I like to think of performance testing as a mini-project that is undertaken because there is a real-world need. Start with the problem to be solved: is the concern that users will have a poor gaming experience if the response time is too slow? Or is the concern that too much money will be spent on unnecessary server hardware?
In short, what is driving the need for the performance testing? This exercise is sometimes called "establishing the problem to be solved." It is about the goal to be achieved-- because if there is not goal, why go through all the work of testing the performance? Establishing the problem to be solved will eventually drive what to measure and how to measure it.
After the problem is established, a next set is to write down what questions have to be answered to know when the goal is met. For example, if the goal is to ensure the response times are low enough to provide a good gaming experience, some questions that come to mind are:
What is the maximum response time before the gaming experience becomes unacceptably bad?
What is the maximum response time that is indistinguishable from zero? That is, if 200 ms response time feels the same to a user as a 1 ms response time, then the lower bound for response time is 200 ms.
What client hardware must be considered? For example, if the game only runs on iOS 5 devices, then testing an original iPhone is not necessary because the original iPhone cannot run iOS 5.
These are just a few question I came up with as examples. A full, thoughtful list might look a lot different.
After writing down the questions, the next step is decide what metrics will provide answers to the questions. You have probably comes across a lot metrics already: response time, transaction per second, RAM usage, CPU utilization, and so on.
After choosing some appropriate metrics, write some test scenarios. These are the plain English descriptions of the tests. For example, a test scenario might involve simulating a certain number of games simultaneously with specific devices or specific versions of iOS for a particular combination of game settings on a particular level of the game.
Once the scenarios are written, consider writing the test scripts for whatever tool is simulating the server work loads.
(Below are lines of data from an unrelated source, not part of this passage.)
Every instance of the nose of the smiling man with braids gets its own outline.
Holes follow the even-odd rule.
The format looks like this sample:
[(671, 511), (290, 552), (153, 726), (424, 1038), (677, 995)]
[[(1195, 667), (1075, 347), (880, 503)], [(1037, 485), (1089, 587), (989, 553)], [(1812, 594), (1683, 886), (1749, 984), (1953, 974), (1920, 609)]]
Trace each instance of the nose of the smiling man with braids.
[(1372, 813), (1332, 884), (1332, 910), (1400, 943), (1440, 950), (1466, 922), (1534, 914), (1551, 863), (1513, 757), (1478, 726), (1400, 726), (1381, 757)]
Then run the scripts to establish a baseline for the selected metrics.
After a baseline is established, change parameters and chart the results. For example, if one of the selected metrics is CPU utilization versus the number of of TCP packets entering the server second, make a graph to find out how utilization changes as packets/second goes from 0 to 10,000.
In general, observe what happens to performance as the independent variables of the experiment are adjusted. Use this hard data to answer the questions created earlier in the process.
I did a Google search on "software performance testing methodology" and found a couple of good links:
Check out this white paper Performance Testing Methodology by Johann du Plessis
Have a look at the Methodology section of this Wikipedia article.